In stark contrast, however, this weekend’s 72-hole final provides the kind of formidable test that would make the Master Sommelier Diploma exam look like the two-times table. Only five players, from a field of 72, will earn a ticket to the golden oldies circuit.
Having watched auld muckers like Euan McIntosh and Greig Hutcheon qualify and thrive in recent seasons, Henderson is desperate to join them on the Legends Tour.
As he clambers the brae on the age front, the Tartan Tour stalwart has not lost his drive or belief, despite the game’s unyielding ability to tease and torment. Golf, as we all know, can be a hard habit to break.
“In other sports, you’re finished well before 50 and you go and do something else,” he said. “But golf keeps you hanging on and thinking ‘what if, what if?’ Before you know it, you’re up your 50s. Making a living in this game is hard if you’re not on one of the main tours. You have to make hay while the sun shines because the sun goes down quickly.
“If I’d stopped doing what I do and applied the amount of effort I’ve put into this game to something else I’d probably have a great business going. But it’s hard to turn your back on golf. And I will only do that when I think I don’t have it anymore. I’m realistic.
"But playing alongside some of the senior boys, I still feel I can do it. If I got my tour card, I’d be committed and playing week in, week out.

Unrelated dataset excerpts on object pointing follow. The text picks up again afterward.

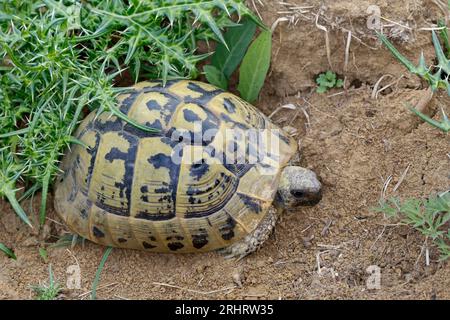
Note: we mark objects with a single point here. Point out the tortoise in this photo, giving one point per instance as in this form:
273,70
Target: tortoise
123,186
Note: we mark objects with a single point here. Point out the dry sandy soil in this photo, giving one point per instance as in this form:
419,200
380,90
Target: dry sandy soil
353,140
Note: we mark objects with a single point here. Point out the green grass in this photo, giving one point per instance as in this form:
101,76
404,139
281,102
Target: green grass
428,216
59,59
437,75
328,80
7,251
48,291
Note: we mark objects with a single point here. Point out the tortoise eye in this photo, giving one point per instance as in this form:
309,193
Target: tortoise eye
198,164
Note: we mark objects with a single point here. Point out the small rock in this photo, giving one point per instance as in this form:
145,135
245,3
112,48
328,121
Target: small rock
238,277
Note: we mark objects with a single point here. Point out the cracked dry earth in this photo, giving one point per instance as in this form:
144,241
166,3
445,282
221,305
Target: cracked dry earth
353,141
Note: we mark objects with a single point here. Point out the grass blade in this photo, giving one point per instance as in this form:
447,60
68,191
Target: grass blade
17,208
238,39
408,64
7,251
255,66
215,77
42,211
98,273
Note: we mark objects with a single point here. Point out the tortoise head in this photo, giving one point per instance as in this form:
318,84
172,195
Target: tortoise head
298,187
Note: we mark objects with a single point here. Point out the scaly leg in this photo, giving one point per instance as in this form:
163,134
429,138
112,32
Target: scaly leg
255,239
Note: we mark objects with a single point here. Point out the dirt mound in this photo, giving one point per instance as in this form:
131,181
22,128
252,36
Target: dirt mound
355,143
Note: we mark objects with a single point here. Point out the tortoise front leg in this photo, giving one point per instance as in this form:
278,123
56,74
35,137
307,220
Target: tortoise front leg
254,240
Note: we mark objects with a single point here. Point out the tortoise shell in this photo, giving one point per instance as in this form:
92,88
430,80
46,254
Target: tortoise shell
124,189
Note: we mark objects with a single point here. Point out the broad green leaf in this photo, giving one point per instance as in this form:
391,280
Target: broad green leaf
215,77
238,39
255,66
7,251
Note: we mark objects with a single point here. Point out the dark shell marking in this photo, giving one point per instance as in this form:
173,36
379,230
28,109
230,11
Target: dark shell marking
127,173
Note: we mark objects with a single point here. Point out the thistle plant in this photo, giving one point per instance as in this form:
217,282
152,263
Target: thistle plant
48,291
429,216
60,59
437,76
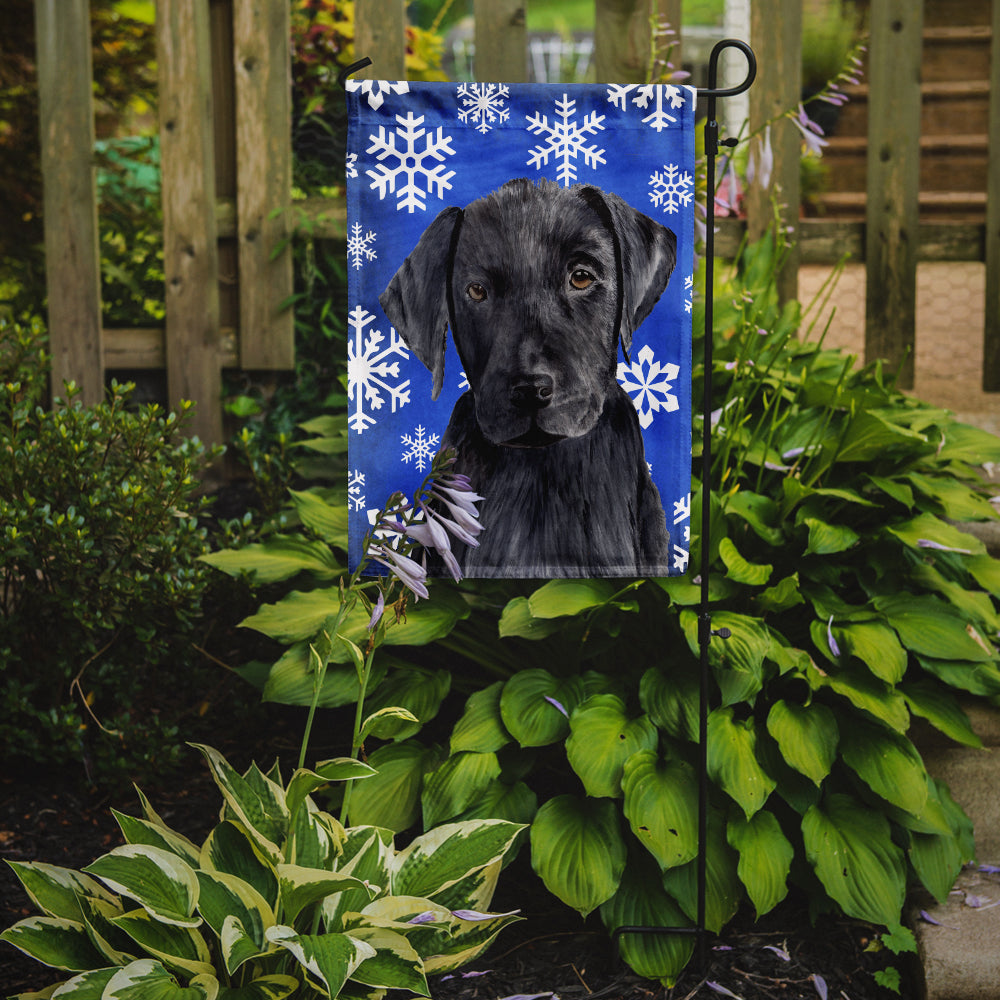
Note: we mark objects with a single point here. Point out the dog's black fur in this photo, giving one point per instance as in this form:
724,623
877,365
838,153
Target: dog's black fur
539,284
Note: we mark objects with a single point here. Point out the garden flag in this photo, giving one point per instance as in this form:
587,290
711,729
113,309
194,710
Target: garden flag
520,265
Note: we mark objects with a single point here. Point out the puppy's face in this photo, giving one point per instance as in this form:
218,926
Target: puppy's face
536,302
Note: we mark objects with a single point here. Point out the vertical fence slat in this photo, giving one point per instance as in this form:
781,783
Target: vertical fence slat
72,257
893,183
776,35
991,332
380,34
501,41
261,56
190,253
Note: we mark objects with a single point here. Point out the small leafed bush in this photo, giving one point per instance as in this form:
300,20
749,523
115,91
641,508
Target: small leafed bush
99,574
280,899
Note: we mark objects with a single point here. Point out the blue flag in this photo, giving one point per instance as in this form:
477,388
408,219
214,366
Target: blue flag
520,282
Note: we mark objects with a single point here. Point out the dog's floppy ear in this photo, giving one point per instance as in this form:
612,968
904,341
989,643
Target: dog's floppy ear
646,252
416,300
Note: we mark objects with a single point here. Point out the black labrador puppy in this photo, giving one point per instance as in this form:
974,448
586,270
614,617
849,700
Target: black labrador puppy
540,284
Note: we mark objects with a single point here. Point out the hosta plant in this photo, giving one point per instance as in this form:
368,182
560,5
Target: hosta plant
279,900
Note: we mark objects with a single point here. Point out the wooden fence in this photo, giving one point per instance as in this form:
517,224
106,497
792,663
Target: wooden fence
226,160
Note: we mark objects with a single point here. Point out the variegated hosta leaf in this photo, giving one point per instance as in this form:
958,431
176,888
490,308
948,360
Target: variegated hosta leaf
578,851
56,891
602,737
54,941
765,858
158,880
441,857
661,799
149,980
850,847
230,849
177,947
328,959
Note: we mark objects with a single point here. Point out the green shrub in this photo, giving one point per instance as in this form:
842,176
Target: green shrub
99,541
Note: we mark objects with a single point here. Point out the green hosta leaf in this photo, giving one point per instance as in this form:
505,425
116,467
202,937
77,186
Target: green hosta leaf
765,858
56,891
330,959
578,851
441,857
159,881
177,947
641,901
941,709
661,798
54,941
602,738
931,628
147,979
391,798
732,760
559,598
850,847
887,762
456,784
671,700
807,736
279,558
481,728
739,569
535,706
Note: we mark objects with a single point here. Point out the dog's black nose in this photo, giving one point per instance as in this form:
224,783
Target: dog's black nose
532,392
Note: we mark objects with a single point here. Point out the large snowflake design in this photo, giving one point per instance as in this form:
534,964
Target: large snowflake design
565,140
418,179
419,449
483,104
355,490
376,90
672,189
650,385
660,95
373,370
359,247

I know I’d be good enough but it’s just getting that opportunity.”
Many moons ago, Henderson, who started his working life as an engineer in the oil industry before turning pro at 22, was a leading light of Scottish golf.
In 1997, he won the rookie of the year award on the European Tour – now the DP World Tour – after a fine debut season that was illuminated by a second-place finish in the European Masters.
“In those days, a win in that event got you a five-year exemption,” he said as he reflected on his brush with glory. “It was another case of so close but yet so far.”
Henderson finished 41st on the order of merit in that first year on tour and 68th the following season. In 1999, as his fellow Aberdonian Paul Lawrie was winning The Open, Henderson was slithering into the wilderness.
“I just went through some coaching changes but it didn’t work out and it was a slippery slope from there,” he said. “If I hadn’t changed things and just figured it out myself I might have been ok. But those are the choices we make as golfers.
"We’re all trying to get better but in my case it went the other way. I put my faith in what I was being told in the hope it would make me better but it didn’t. I hold no grudges. Loads of golfers will have been through that.”
Here in 2024, opportunity continues to knock for Henderson. “We’re still bashing on,” the veteran chuckled.
Where there’s a will, there’s a way.